Improving backtest config & execution

limx0 commented 3 years ago

We've had a few questions come up recently about how to execute and parallelize backtests, I'm opening this issue to document some thoughts. Nautilus currently runs a single backtest extremely fast and well, but the functionality for doing anything more than that is lacking (multiple strategies or instruments, out of memory data, parameter optimisation etc).
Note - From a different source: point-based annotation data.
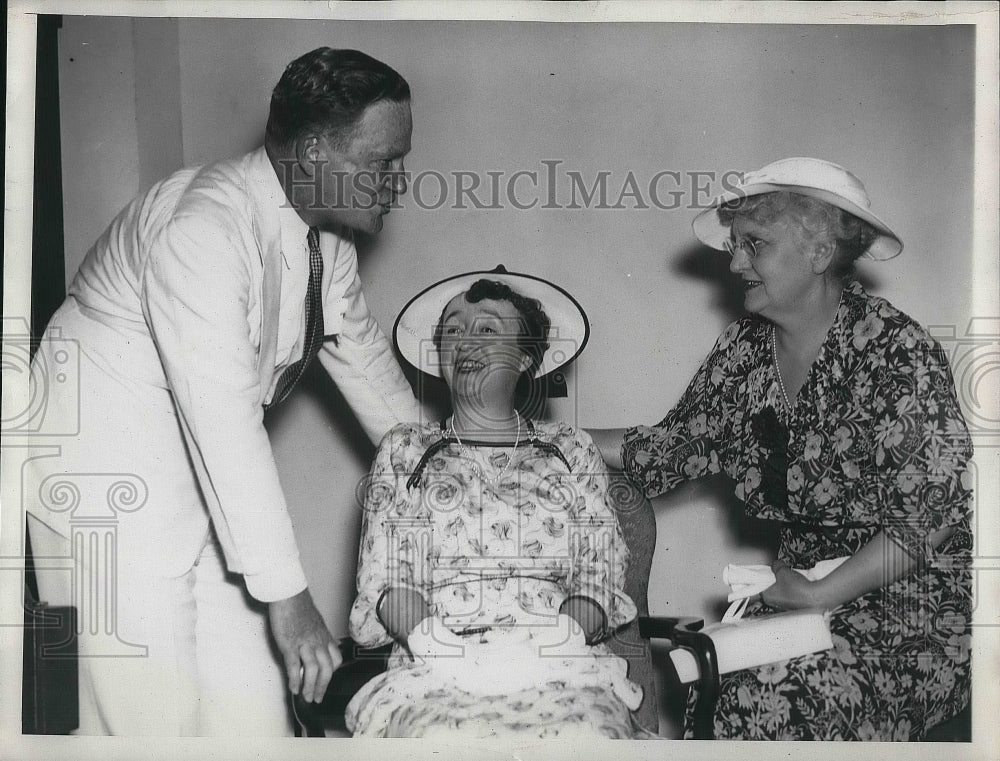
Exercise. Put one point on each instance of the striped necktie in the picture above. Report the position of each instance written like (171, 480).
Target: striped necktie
(314, 323)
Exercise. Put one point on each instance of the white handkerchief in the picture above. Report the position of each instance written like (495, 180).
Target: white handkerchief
(745, 581)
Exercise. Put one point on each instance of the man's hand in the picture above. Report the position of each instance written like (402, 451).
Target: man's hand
(306, 645)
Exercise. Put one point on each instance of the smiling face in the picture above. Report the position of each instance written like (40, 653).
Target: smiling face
(479, 352)
(778, 279)
(359, 181)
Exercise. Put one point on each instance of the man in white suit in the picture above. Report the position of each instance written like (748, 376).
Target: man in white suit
(195, 311)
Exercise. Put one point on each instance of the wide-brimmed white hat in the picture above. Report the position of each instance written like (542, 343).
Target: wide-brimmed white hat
(569, 330)
(809, 177)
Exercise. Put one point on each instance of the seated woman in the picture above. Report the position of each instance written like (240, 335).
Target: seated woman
(489, 552)
(835, 414)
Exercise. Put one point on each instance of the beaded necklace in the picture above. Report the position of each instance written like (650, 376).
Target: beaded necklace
(510, 458)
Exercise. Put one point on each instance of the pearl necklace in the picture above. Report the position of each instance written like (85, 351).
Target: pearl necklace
(777, 369)
(510, 457)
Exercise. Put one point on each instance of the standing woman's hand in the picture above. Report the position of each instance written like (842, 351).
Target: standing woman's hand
(791, 590)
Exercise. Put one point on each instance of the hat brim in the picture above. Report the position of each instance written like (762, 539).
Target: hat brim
(710, 230)
(413, 332)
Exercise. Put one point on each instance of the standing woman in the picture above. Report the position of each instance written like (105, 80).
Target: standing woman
(835, 414)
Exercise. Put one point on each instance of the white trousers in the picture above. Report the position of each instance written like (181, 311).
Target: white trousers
(189, 655)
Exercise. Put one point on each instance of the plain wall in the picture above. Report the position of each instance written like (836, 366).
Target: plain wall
(893, 104)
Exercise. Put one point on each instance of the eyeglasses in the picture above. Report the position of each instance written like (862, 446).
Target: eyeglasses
(746, 244)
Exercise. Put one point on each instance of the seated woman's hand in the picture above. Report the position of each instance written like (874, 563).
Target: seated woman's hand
(791, 590)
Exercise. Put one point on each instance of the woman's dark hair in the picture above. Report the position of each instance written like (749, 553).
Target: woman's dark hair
(326, 91)
(533, 339)
(816, 218)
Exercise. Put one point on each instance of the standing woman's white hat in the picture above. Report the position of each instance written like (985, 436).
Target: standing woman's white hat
(809, 177)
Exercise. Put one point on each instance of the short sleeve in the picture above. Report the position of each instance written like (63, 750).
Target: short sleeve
(921, 443)
(598, 553)
(388, 556)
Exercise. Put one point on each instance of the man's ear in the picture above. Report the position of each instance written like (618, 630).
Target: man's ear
(308, 153)
(525, 363)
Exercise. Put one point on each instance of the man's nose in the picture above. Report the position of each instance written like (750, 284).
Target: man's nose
(398, 180)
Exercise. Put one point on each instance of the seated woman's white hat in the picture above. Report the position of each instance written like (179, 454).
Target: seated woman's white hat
(569, 330)
(809, 177)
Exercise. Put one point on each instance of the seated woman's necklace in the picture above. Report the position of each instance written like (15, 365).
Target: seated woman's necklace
(510, 457)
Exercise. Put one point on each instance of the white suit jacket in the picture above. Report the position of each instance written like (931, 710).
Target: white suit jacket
(181, 293)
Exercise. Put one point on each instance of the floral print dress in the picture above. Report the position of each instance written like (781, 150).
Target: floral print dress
(494, 537)
(875, 441)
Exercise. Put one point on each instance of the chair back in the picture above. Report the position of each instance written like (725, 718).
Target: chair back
(638, 526)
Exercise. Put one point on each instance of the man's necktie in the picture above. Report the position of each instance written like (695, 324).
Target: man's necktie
(314, 323)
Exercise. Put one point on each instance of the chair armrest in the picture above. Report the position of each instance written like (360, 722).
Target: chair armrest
(663, 627)
(360, 666)
(685, 632)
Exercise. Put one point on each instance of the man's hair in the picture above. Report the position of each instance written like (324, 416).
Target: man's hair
(326, 91)
(533, 338)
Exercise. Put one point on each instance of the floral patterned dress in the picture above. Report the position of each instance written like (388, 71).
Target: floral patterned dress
(875, 441)
(493, 537)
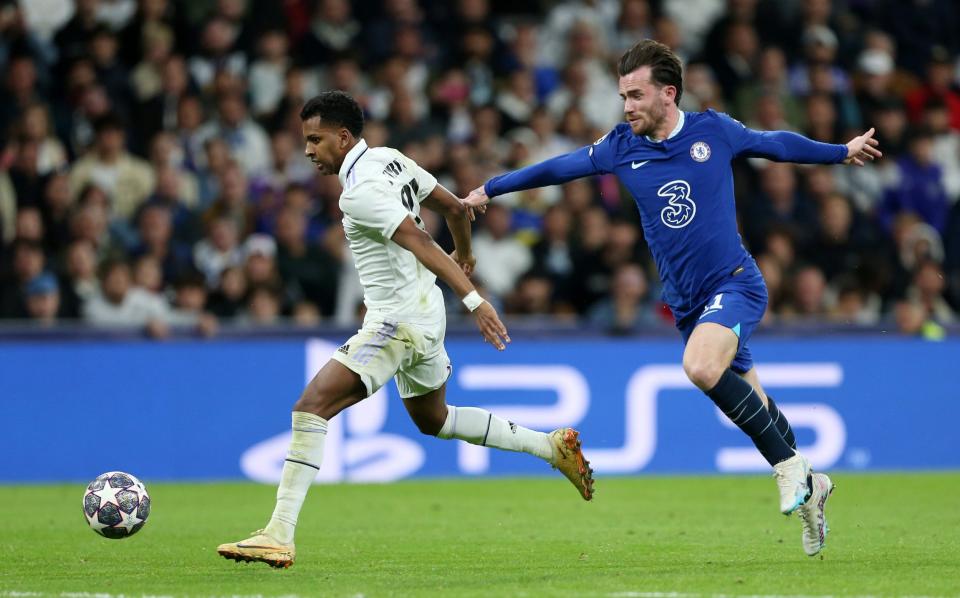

Theres a broad range of strategies and instrument combinations that nautilus can support. Assuming the following dummy inputs:

Trading strategies: Strategy1, Strategy2
Instruments (in the very broad sense): Instrument1, Instrument2
Input data (market data , per date, for example): DataDate1, DataDate2, DataDate3
Backtest parameterisation (strategy parameters or otherwise): Params1, Params2

I can list (at least; not at all totally inclusive) the following ways someone might want to configure a backtest :

Running two strategies over all the data with differing parameters
- Example: Different strategies (mean reversion, momentum) with stock/equity data and parameteisation of those strategy (20d ewma vs 30d ewma) that run over the whole dataset (from start date - end date).
Running a single strategy over different instruments with no overlap
- Example: A strategy that trades the front (nearest) month future as it approaches expiry. No necessarily dependent on previous instruments positions (can be parallelised)
Running a single strategy over multiple related instruments.
- Example: An options trading strategy that uses multiple expiries and is dependent on previous positions.

In each of the examples above, the ways in which we can parallelise the backtest (and data loading) is quite different. Some strategies are "embarrassingly parallel"; each chunk (date / strategy / params/ instrument) that we process (or at least a subset) can run without consideration for the others, however others (strategies with dependent paths / years of data) will require some state. We then need the ability to configure the backtest engine as required, and ideally be able to ship this config in such a way that we can leverage libraries like dask for (far superior) parallel execution

I think this basically boils down to creating a "BacktestConfig" object of the form BacktestConfig(strategies=[], instruments=[], data=[], parameters={}). This object won't do any actual creating of objects or loading data, but will contain enough information for the BacktestEngine (or similar) to do so.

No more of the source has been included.